Given that many of Wilson’s earlier biographies have been admired for their style and insight, and not criticized for pervasive errors, this new project is baffling. Where Darwin’s other biographers have seen a sensitive and kindly man, a scrupulous scientist who willingly credited his predecessors, Wilson finds a greedy “self-mythologizer” desperate to become famous, even if it required ignoring or plagiarizing his forerunners and fellow naturalists.In every portrayal of Darwin I have ever read, he is constantly generous, respectful, and professional. Coyne suggests that the problem does not lie with Darwin but with Wilson, who evidently makes many errors in this book:
In the most embarrassing error, Wilson claims that the first 50 pages of an important Darwin notebook have been lost forever, asserting that Darwin destroyed them to hide his intellectual cribbing from his contemporary Edward Blyth. In reality, Darwin simply placed those pages in a folder for later use, and they can easily be found online. Whatever Wilson was doing during the five years he spent researching and writing this book, it bears little relation to what we call “scholarship.”According to Coyne, the same problem that lies at the heart of the book is the same philosophical problem that affects every anti-evolutionist: Darwin simply had to be incorrect about his ideas. He simply had to be:
Why the sustained animus against Darwin? I think Wilson’s issue is not really Darwin but his ideas. “Darwin was wrong,” is how he opens the book, referring to the theory of evolution. Wilson plainly dislikes evolutionary biology, but, lacking scientific credentials, is not in a position to provide a thorough scientific critique of the field. Instead, he seems to have written a biography — a task he is at least in principle qualified for, having written 20 books on history — as a platform to launch an assault on evolution. Darwin’s character is simply collateral damage.This kind of book is frustrating on so many levels. The author has no knowledge of the subject matter so he makes unsophisticated attacks, and he is philosophically opposed to the subject matter so he deems it “bad.”

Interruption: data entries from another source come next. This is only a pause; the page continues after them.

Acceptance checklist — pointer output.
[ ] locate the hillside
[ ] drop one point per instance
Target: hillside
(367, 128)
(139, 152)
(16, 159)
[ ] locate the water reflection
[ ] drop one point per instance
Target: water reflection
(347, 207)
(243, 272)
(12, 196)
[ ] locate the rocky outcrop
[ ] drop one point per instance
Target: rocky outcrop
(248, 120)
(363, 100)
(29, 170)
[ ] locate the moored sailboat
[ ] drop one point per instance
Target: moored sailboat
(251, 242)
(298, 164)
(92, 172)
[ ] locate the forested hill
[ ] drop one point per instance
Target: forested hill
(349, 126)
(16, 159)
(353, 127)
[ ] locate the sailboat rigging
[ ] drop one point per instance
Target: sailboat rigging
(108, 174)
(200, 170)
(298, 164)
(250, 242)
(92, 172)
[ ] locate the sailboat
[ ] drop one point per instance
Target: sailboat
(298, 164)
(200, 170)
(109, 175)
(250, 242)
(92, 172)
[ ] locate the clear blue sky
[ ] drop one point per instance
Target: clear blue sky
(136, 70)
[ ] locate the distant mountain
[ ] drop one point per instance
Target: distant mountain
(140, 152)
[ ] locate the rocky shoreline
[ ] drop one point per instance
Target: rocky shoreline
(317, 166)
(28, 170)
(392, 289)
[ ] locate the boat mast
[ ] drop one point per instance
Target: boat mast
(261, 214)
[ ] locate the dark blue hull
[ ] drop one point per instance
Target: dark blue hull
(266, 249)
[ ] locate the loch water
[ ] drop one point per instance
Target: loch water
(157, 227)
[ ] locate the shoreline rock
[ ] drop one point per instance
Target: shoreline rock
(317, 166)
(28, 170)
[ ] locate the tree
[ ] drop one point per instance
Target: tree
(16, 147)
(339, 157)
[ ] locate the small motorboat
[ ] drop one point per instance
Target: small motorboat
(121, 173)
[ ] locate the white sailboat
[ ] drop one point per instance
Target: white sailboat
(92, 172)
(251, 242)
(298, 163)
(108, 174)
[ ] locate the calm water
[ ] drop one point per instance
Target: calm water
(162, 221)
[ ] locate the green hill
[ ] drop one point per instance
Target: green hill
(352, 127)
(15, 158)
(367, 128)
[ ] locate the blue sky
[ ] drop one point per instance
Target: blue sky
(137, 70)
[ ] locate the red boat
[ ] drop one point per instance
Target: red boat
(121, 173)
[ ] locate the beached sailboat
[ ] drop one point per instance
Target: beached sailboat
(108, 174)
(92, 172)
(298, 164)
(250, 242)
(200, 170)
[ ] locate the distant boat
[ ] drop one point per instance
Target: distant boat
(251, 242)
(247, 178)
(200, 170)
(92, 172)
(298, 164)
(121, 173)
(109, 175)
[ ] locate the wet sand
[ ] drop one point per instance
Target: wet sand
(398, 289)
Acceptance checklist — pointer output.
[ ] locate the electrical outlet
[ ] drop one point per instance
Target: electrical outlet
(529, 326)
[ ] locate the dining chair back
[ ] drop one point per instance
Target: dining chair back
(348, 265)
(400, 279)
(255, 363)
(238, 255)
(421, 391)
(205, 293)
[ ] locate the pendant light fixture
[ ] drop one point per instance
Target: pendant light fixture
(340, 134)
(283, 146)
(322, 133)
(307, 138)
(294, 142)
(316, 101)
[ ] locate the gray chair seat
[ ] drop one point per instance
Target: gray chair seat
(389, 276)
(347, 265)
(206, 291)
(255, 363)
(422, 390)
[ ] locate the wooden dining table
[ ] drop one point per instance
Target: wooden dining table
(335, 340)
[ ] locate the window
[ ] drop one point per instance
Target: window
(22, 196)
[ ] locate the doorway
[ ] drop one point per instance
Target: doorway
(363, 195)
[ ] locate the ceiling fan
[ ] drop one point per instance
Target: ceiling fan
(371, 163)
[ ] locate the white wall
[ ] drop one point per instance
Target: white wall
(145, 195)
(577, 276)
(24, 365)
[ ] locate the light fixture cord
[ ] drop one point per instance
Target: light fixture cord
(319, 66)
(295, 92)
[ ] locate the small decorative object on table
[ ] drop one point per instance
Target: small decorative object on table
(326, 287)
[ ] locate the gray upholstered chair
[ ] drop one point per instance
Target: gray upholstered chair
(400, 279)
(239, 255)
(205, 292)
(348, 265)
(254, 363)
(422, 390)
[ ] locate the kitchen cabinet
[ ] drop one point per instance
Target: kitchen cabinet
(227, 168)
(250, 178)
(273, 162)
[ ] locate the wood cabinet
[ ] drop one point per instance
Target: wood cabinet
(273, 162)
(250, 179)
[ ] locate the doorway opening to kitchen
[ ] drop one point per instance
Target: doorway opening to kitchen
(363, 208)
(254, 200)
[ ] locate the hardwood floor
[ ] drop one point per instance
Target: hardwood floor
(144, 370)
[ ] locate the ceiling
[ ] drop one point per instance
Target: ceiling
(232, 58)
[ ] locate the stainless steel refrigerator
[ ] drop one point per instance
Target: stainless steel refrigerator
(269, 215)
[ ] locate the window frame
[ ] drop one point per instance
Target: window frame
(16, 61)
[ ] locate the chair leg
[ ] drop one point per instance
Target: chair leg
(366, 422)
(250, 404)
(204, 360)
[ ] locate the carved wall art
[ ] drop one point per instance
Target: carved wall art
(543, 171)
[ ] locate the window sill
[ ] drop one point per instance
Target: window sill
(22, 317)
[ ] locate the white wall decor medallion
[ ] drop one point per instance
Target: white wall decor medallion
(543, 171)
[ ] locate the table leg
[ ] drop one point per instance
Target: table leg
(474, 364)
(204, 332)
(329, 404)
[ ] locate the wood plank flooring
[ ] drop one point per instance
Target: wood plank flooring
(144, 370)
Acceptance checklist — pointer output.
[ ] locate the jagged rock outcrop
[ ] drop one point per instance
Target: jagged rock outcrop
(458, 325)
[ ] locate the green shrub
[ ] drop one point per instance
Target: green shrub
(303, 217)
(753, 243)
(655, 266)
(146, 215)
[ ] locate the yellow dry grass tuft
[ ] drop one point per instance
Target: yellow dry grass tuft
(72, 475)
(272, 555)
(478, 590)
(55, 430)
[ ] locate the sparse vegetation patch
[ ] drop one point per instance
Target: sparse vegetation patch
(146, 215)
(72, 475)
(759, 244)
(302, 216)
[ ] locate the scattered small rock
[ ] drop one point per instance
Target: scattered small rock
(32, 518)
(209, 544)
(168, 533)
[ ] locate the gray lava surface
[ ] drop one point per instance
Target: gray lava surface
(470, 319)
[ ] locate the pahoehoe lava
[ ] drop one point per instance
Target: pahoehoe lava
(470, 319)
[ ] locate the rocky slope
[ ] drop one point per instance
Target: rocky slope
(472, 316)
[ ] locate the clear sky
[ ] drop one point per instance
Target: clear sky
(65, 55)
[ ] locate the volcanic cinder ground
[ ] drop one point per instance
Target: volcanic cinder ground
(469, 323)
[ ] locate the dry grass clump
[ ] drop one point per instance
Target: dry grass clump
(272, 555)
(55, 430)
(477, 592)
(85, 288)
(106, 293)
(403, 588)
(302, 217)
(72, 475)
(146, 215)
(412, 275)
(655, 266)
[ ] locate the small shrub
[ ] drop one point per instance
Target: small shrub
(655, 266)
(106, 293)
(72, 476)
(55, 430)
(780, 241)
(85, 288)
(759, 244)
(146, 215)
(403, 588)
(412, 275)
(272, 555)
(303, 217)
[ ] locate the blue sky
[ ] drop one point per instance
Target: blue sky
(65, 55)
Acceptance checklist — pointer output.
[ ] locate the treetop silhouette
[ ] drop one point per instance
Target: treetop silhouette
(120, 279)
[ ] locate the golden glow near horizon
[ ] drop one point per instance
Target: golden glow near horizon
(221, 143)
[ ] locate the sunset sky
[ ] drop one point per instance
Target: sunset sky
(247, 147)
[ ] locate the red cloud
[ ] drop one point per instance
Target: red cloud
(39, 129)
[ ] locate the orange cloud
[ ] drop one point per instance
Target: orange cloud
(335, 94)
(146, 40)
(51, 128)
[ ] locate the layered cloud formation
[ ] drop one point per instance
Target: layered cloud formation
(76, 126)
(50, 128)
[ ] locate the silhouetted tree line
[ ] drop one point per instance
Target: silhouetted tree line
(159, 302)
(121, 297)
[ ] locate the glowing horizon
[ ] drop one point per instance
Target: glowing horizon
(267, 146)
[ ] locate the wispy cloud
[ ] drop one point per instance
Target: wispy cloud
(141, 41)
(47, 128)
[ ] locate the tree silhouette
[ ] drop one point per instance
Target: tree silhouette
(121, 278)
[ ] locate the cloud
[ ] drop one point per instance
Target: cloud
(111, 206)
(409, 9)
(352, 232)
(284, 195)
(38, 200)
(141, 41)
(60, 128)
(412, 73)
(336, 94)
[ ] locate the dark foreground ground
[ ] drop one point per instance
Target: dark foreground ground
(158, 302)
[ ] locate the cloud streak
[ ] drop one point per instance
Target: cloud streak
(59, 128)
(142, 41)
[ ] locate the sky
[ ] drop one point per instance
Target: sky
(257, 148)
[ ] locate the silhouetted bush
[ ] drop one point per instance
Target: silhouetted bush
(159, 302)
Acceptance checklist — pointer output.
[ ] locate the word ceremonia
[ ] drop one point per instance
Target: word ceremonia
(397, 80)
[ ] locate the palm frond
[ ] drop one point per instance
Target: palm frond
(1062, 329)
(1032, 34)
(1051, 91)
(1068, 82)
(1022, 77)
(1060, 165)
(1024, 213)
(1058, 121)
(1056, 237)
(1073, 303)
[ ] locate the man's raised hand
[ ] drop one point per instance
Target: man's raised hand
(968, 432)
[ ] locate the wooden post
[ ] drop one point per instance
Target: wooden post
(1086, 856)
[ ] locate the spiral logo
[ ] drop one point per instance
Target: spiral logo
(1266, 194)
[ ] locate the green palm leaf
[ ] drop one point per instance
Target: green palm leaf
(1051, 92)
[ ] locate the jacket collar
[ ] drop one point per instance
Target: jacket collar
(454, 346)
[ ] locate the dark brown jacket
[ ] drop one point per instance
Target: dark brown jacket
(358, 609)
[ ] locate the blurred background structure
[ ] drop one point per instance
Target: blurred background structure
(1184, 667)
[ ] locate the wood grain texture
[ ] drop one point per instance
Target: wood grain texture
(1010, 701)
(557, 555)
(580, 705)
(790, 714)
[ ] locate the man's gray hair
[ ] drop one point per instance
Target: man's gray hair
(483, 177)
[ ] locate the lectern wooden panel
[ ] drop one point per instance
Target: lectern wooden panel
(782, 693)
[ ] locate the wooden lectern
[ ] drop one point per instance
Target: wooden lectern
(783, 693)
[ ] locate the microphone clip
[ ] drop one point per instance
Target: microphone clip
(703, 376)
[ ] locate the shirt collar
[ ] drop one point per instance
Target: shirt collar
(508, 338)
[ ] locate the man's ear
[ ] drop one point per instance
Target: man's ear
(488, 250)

I once likened this sort of thing to bugs and a bug zapper. Evolution is such a tempting target that even people that are absolutely unqualified to address it simply can't stay away. We have seen this with Nancy Pearcey, Eric Metaxas, and others. It is unfortunate that the reading public find these people informative on the topic. As someone (probably not Mark Twain) once said: “A lie can travel half way around the world while the truth is putting on its shoes.” Are these people absolutely lying? Maybe not, but if they continue to repeat the same misinformation time and time again, even after they have been corrected, what difference does it make?
A sadly typical YEC ad hominem attack.